A Theoretical Framework For Design Space Exploration Of Manycore Processors
MetadataShow full item record
As design space and workload space in multicore era are continuously expanding, it is a challenge to identify optimal design points quickly during the early stage of multicore processor design or programming phase. To meet this challenge, a thread-level modeling methodology is developed in this dissertation. The idea is to model multicore processors at the thread-level, overlooking instruction-level and microarchitectural details. Since the thread-level modeling is much coarser than the instruction-level modeling, the analysis at this level turns out to be significantly faster than that at the instruction level.

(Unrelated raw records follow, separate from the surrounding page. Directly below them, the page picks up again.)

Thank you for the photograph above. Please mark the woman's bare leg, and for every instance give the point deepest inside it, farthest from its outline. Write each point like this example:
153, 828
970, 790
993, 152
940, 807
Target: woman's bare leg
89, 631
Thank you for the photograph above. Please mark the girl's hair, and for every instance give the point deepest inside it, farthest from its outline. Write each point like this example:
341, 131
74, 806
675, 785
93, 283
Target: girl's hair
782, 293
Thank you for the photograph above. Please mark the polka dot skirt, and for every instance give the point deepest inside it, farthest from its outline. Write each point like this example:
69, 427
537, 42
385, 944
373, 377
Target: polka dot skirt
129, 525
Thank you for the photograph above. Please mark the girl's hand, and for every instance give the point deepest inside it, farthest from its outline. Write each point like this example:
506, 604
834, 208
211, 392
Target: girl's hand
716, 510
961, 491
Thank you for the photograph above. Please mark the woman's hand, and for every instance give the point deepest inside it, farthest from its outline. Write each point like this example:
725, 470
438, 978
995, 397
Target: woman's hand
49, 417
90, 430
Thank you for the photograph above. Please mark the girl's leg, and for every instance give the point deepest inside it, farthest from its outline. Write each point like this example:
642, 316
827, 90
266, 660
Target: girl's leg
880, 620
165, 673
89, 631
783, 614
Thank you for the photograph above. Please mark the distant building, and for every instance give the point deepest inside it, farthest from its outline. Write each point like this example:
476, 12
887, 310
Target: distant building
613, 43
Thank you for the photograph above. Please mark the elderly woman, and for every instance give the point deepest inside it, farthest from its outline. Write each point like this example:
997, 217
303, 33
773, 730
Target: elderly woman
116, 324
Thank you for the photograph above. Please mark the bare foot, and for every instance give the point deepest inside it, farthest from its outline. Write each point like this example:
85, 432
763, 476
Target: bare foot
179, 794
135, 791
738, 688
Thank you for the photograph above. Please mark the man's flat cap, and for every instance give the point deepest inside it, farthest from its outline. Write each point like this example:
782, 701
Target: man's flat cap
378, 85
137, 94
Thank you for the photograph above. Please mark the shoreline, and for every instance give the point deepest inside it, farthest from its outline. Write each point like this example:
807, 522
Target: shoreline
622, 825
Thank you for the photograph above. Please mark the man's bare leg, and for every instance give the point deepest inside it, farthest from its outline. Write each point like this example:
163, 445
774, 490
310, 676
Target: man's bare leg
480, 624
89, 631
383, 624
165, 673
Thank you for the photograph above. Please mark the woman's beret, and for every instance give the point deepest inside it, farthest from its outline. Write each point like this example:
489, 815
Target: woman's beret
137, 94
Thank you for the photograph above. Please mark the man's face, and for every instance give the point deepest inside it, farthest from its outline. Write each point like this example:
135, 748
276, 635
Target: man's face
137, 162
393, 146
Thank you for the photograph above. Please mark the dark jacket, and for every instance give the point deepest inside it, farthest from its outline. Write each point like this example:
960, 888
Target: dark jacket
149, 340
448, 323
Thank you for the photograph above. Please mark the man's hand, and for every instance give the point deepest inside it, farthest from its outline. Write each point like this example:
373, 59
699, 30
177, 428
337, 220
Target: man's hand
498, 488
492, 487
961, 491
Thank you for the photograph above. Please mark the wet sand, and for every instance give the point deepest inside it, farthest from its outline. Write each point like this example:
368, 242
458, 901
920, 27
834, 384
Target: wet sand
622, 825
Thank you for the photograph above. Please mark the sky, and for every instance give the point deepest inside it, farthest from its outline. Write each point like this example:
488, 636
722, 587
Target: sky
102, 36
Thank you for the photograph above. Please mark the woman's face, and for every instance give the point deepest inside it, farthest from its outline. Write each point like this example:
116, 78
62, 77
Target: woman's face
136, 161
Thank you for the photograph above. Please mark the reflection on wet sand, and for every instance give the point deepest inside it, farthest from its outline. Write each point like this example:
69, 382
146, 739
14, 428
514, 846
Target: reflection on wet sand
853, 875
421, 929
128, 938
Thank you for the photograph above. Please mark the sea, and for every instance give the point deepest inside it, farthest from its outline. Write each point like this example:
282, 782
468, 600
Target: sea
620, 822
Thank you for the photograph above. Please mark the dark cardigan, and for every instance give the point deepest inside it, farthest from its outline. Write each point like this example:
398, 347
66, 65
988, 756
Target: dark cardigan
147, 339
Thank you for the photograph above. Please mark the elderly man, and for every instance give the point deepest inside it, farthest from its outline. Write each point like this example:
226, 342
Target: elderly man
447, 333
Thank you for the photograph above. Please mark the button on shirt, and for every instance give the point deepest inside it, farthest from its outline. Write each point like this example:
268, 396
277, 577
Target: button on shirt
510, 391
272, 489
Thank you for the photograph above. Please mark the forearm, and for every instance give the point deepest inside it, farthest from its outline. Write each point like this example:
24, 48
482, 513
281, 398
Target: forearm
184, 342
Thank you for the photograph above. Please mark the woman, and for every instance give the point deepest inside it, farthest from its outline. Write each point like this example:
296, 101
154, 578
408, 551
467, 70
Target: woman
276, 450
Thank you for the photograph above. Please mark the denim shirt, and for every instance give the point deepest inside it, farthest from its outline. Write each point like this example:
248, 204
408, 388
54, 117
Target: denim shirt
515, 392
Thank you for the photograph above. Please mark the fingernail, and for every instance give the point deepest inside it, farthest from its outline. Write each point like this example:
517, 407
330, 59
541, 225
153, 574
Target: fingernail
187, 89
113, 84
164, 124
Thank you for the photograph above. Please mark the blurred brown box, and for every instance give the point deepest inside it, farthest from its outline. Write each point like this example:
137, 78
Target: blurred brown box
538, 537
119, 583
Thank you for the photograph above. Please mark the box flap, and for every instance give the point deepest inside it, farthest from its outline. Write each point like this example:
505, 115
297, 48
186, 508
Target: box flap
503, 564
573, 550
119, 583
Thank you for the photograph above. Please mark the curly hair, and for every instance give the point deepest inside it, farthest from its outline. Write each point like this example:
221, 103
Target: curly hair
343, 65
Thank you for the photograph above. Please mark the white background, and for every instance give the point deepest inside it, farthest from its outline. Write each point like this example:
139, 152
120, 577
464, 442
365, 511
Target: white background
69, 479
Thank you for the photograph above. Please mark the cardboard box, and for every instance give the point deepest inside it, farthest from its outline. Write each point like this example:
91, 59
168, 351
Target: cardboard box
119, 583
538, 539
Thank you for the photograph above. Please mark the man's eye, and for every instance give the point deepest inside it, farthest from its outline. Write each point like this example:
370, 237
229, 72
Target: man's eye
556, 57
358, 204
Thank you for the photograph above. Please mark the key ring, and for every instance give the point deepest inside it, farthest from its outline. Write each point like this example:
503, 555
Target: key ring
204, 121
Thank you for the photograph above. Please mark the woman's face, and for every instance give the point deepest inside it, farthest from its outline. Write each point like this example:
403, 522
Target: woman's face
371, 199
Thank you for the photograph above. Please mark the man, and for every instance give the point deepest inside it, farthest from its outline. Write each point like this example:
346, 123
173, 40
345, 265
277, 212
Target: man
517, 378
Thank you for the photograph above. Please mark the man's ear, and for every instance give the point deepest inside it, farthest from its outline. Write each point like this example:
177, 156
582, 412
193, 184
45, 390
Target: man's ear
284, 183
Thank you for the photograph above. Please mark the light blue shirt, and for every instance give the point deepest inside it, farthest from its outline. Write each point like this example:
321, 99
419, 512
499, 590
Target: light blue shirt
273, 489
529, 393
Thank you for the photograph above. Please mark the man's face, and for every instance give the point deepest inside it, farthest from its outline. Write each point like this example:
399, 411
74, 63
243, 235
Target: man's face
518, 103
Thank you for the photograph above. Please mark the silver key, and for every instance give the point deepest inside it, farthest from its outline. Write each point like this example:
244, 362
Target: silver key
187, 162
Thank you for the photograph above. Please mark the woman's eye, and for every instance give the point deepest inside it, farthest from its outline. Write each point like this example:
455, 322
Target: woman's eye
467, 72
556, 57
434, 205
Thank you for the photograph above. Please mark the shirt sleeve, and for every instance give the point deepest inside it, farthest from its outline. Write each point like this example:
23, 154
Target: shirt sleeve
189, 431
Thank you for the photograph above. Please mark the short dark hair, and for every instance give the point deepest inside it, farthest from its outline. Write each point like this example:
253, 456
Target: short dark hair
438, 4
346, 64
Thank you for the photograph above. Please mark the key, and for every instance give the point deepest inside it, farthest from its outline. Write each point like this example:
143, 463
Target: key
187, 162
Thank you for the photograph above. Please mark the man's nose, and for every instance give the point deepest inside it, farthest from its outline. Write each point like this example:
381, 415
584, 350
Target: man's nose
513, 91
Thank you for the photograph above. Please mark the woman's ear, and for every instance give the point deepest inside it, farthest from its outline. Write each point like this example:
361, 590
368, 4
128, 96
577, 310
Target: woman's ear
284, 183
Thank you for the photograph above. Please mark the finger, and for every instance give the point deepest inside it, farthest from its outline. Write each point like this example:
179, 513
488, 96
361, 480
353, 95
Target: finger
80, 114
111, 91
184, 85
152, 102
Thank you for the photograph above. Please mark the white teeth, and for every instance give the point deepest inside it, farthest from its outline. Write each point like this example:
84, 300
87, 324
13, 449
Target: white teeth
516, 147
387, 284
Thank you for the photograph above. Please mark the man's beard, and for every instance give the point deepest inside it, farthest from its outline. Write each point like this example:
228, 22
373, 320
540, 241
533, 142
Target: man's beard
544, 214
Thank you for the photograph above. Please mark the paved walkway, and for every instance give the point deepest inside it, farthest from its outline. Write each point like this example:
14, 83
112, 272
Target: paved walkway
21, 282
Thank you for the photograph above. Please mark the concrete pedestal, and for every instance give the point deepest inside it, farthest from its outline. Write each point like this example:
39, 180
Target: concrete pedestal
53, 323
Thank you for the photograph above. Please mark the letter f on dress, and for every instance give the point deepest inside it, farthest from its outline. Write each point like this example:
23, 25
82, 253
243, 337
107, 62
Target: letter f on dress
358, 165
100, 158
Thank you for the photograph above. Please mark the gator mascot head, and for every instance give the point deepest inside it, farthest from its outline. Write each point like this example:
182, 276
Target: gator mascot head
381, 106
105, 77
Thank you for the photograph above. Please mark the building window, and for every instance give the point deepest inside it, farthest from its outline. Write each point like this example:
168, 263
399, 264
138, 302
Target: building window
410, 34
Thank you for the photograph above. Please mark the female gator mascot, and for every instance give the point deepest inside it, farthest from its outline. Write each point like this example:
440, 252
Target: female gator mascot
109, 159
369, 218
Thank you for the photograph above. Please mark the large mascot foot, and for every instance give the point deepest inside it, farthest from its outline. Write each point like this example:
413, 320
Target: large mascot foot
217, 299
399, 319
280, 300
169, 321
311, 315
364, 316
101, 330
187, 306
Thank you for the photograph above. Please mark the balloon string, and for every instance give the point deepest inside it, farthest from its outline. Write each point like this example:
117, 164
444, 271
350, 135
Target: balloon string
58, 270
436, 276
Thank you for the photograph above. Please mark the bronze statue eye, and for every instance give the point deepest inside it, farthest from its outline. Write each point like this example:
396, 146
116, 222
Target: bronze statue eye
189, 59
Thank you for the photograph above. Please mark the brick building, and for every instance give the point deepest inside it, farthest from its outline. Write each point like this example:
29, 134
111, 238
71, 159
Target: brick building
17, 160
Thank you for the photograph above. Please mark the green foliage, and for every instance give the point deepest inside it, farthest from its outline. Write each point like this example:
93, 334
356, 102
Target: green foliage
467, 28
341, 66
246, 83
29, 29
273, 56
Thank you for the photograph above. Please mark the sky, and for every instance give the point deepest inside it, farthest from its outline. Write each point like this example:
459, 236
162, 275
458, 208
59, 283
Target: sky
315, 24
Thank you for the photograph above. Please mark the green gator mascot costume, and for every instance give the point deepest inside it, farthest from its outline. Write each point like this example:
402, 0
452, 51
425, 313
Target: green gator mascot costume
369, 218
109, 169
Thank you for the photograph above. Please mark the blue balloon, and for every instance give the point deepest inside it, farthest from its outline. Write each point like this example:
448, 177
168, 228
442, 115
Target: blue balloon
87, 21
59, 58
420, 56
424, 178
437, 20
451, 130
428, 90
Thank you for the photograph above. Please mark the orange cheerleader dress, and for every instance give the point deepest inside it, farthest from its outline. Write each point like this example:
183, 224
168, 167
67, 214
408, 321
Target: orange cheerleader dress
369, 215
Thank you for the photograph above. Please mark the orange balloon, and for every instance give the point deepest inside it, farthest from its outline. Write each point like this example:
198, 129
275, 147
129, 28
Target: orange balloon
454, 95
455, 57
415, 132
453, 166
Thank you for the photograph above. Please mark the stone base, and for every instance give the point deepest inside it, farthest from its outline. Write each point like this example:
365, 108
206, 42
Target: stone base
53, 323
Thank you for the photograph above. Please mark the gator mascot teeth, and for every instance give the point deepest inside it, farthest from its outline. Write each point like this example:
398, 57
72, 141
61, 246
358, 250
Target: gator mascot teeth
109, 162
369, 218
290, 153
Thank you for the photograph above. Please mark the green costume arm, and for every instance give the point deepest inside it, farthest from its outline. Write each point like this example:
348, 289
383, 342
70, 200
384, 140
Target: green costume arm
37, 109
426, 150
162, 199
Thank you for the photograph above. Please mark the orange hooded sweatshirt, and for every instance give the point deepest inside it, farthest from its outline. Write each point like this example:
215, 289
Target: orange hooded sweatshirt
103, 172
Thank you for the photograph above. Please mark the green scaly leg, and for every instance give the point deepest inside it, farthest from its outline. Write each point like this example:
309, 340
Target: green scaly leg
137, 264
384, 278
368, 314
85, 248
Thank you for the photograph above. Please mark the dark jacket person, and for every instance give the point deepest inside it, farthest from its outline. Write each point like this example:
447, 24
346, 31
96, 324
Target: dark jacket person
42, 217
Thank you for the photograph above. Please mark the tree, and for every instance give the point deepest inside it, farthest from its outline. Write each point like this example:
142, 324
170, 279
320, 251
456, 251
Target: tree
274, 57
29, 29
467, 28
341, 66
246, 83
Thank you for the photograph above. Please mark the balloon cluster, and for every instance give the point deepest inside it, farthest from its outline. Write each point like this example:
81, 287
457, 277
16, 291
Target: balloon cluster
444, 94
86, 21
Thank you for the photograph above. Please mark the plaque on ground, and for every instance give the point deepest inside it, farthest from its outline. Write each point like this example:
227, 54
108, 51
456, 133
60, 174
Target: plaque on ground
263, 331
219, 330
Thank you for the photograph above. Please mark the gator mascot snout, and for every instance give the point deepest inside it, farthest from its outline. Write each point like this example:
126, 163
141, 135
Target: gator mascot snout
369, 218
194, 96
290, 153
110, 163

This feature makes the methodology particularly amenable to fast performance evaluation for manycore systems in a large design space. Based on this methodology, we developed a thread-level simulation tool for quick evaluation of any given design point and also a theoretical framework that can capture the general performance properties for a class of multicore processors of interest over a large design space and workload space, free of scalability issues. In the theoretical framework, queuing network models that model multicore processors at the thread level are developed and scalability issues in the queuing networks are solved based on an iterative algorithm over a large design space and workload space. This framework scales to virtually unlimited numbers of cores and threads.For the simulation tool, case studies based on a large number of code samples available in IXP1200/2400 workbenches show that the maximum throughput estimated using our tool are consistently within 6% of cycle-accurate simulation results. Moreover, each simulation run takes only a few seconds to finish on a Pentium 4 computer, which strongly demonstrates the power of this tool for fast communication processor (CP) performance testing. For the theoretical frame work, the testing results demonstrate that the throughput performance for manycore processors with 1000 cores can be evaluated within a few seconds on an Intel Pentium 4 computer and the results are within 5% of the simulation data obtained based on the thread-level simulator tool.